Features of gibberellins (GA)

  • they have effects on the elongation of in-between nodes areas, sometimes leading to spectacular results (e.g.: 3-m cabbage stem), but not on all species. Only some dwarf varieties can reach normal height following application of GA, usually dwarf varieties do not react to the elongating effect of the gibberellic acid.
  • they have effect upon flowering, by either inhibition of floral induction, such as in fruit trees, or by stimulating efflorescence of species that need low temperatures to bloom, so that, in the presence of gibberellins, these species can also bloom without low temperatures (carrot).

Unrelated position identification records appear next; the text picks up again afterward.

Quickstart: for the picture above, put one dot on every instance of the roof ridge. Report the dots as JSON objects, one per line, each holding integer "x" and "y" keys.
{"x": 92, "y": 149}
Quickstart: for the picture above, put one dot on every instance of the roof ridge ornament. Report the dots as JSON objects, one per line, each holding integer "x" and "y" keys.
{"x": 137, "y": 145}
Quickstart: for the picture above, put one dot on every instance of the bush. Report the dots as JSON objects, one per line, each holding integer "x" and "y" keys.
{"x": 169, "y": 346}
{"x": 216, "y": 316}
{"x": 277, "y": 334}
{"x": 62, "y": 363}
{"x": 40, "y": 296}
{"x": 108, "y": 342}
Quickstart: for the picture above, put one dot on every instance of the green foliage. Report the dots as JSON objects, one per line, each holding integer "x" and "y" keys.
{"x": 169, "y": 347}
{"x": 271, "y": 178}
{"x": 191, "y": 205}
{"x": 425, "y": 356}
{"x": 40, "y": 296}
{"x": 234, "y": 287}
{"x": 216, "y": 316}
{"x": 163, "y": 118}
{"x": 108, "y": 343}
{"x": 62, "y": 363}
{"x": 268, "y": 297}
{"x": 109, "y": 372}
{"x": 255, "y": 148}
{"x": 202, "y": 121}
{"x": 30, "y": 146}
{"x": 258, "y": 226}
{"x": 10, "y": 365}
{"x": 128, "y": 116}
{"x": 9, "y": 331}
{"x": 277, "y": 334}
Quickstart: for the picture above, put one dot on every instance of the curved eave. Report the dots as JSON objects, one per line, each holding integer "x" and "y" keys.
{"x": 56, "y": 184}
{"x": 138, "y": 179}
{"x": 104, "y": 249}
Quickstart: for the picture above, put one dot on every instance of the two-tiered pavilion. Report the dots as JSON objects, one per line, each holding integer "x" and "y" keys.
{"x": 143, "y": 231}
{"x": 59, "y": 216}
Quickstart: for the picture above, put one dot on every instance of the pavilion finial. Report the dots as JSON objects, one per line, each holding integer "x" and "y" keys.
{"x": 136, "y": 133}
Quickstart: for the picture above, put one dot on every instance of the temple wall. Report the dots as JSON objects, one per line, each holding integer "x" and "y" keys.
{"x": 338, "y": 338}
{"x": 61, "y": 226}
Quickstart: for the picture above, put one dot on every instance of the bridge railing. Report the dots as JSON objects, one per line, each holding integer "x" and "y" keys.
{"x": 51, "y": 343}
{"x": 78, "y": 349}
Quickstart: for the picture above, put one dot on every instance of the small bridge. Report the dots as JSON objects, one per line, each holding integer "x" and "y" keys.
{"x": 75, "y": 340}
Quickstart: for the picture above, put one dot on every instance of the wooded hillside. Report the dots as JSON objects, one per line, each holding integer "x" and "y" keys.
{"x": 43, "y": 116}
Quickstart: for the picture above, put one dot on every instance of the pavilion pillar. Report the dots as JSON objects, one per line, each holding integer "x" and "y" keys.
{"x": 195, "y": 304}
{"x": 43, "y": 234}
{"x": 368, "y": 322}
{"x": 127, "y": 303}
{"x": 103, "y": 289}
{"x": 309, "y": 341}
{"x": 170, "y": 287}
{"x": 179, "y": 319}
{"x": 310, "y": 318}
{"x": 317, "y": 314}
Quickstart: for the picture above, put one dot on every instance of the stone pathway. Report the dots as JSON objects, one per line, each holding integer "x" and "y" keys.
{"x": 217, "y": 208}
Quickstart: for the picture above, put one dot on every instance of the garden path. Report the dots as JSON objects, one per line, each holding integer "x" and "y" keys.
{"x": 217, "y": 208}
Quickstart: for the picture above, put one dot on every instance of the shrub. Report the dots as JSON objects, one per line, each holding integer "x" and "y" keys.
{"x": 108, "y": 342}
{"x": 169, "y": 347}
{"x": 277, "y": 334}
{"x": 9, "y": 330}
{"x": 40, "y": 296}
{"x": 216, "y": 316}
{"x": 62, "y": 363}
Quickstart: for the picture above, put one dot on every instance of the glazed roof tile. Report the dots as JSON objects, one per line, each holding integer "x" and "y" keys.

In other species, which also require low temperatures for efflorescence, the presence of gibberellins only induces stem elongation without formation of flowers (beets). These apparent contradictions have a simple explanation: cold acts only on the growth of the stem in the plants listed above in the first case, while cold has effects on the process of blooming in the second case. Thus, gibberellins only act as elongation stimulators, not affecting, in this case, the normal physiological processes;

  • they have effect on the formation of fruit in the case of pear trees, mandarin, plum trees;
  • they set off the effects of the yellow virus on cherries
  • they significantly improve flowering and productivity of strawberries
  • they lead to increasing number of blueberries per plant
  • they increase the size and quality of sweet cherries, the cherries being firmer and brighter
  • they increase productivity and quality of barley and hop for beer
  • they lead to a homogenous growth of rice seedlings
  • they interrupt hibernation and stimulate the germination of seed potatoes
  • they have a complex effect on seed germination or on the start of vegetation phases for dormant buds, when weather conditions (low temperatures) do not allow these, also inducing ramification or growth of branches;
  • elongation of central axis of grape clusters¬† and their lateral ramifications;
  • increasing the size of the grape berries;
  • increasing the average weight of grape clusters;
  • increase of productivity;
  • enlargement of seedless berries and the loss of flowers in some varieties with normal hermaphrodite flowers;
  • certain peculiarities are noticed in specific varieties, in terms of gibberellin's effects, concentration and application terms;
  • It shall NOT be used on cabbage as it makes it taste bitter and the cabbage becomes huge (cases of 3-m cabbage were reported) and the cabbage turns ligneous.